W pierwszym spotkaniu Polska pokonała na wyjeździe Bośniaków 2:1. W spotkaniu tym zabrakło Roberta Lewandowskiego, który w środę powinien jednak już wybiec na boisko.
„Możliwe, że Lewandowski to najlepszy piłkarz w tej chwili w Europie. Na pewno będziemy mieli z nim problemy. Ostatnio nie grał z nami, a jutro najprawdopodobniej wystąpi, ale liczę, że zagramy na tyle dobrze, że pozwoli nam to odnieść zwycięstwo” – powiedział Bajevic.
Selekcjoner Bośni po odpadnięciu w barażach podał się do dymisji, ale jego środowy mecz z Polską nie będzie ostatnim na ławce trenerskiej reprezentacji.

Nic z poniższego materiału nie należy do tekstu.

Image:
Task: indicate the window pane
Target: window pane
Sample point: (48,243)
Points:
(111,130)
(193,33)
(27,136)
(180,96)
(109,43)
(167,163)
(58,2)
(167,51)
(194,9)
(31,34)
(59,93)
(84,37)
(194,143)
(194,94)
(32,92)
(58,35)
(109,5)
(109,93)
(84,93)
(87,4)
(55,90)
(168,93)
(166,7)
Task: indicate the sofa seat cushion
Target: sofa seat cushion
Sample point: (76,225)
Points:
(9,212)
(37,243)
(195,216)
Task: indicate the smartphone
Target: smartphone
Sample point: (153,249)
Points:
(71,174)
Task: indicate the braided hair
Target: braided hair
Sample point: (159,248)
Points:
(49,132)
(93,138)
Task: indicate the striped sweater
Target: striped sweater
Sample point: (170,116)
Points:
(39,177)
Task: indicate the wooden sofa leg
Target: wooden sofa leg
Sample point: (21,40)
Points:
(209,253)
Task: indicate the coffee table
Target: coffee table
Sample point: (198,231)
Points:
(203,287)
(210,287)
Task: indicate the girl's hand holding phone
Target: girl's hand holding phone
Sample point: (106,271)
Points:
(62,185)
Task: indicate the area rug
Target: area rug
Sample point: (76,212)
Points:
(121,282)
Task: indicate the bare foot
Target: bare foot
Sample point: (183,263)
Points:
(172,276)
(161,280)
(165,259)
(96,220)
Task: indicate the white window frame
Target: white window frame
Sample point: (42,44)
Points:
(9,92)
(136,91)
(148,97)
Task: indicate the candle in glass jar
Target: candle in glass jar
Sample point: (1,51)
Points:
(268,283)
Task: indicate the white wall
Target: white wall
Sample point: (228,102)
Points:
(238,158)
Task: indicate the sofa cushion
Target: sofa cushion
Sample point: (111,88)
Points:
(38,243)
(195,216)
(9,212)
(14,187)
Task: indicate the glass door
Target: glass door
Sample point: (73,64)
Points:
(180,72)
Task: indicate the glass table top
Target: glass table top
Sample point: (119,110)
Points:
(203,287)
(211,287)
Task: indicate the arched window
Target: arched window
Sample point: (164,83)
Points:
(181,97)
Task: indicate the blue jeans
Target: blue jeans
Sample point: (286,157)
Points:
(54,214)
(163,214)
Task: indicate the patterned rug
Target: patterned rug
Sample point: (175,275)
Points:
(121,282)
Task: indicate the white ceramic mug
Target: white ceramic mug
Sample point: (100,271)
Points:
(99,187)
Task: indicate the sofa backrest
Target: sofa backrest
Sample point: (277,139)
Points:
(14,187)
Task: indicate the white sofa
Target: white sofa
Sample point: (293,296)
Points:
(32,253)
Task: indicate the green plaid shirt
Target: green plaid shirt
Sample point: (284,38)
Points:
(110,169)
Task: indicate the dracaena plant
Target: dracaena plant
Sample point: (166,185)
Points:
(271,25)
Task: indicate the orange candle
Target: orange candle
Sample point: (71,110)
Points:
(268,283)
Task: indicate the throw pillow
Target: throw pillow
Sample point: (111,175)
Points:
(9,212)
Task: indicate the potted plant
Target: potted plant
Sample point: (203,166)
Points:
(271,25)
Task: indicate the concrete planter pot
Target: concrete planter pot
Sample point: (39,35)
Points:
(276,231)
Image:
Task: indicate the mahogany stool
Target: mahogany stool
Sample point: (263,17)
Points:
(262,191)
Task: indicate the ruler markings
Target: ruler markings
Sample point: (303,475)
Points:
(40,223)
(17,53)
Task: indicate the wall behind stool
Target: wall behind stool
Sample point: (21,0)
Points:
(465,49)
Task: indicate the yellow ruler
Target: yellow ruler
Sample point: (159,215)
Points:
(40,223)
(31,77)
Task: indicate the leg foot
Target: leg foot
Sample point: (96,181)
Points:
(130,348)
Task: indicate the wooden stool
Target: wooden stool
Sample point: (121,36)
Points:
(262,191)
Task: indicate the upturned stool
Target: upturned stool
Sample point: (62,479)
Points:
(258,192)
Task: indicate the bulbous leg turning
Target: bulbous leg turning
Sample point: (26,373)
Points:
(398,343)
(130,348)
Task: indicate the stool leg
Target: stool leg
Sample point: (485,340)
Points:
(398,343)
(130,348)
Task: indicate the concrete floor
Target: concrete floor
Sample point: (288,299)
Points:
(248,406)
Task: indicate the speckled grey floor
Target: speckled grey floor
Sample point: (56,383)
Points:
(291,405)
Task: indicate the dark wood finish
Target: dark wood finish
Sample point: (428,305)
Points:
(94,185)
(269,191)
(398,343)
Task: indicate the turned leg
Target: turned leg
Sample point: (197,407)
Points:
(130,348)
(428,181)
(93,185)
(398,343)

„Pan trener będzie z nami do końca Ligi Narodów i później najprawdopodobniej przyjdzie nowy szkoleniowiec. Mieliśmy dobre mecze pod wodzą trenera, dużo się nauczyliśmy, wielu młodych zawodników zostało wprowadzonych do reprezentacji. Trener zrobił, co w jego mocy, aby nasz zespół osiągał dobre wyniki. Będzie jutro na pewno dla nas dużym wsparciem jego obecność na ławce trenerskiej” – skomentował Sehic.
Po trzech kolejkach grupy A w Lidze Narodów z pięcioma punktami prowadzą Włosi, oczko mniej ma Holandia oraz Polska a Bośnia i Hercegowina po dwóch remisach zamyka stawkę.
Początek meczu Polska – Bośnia i Hercegowina w środę o godz. 20.45.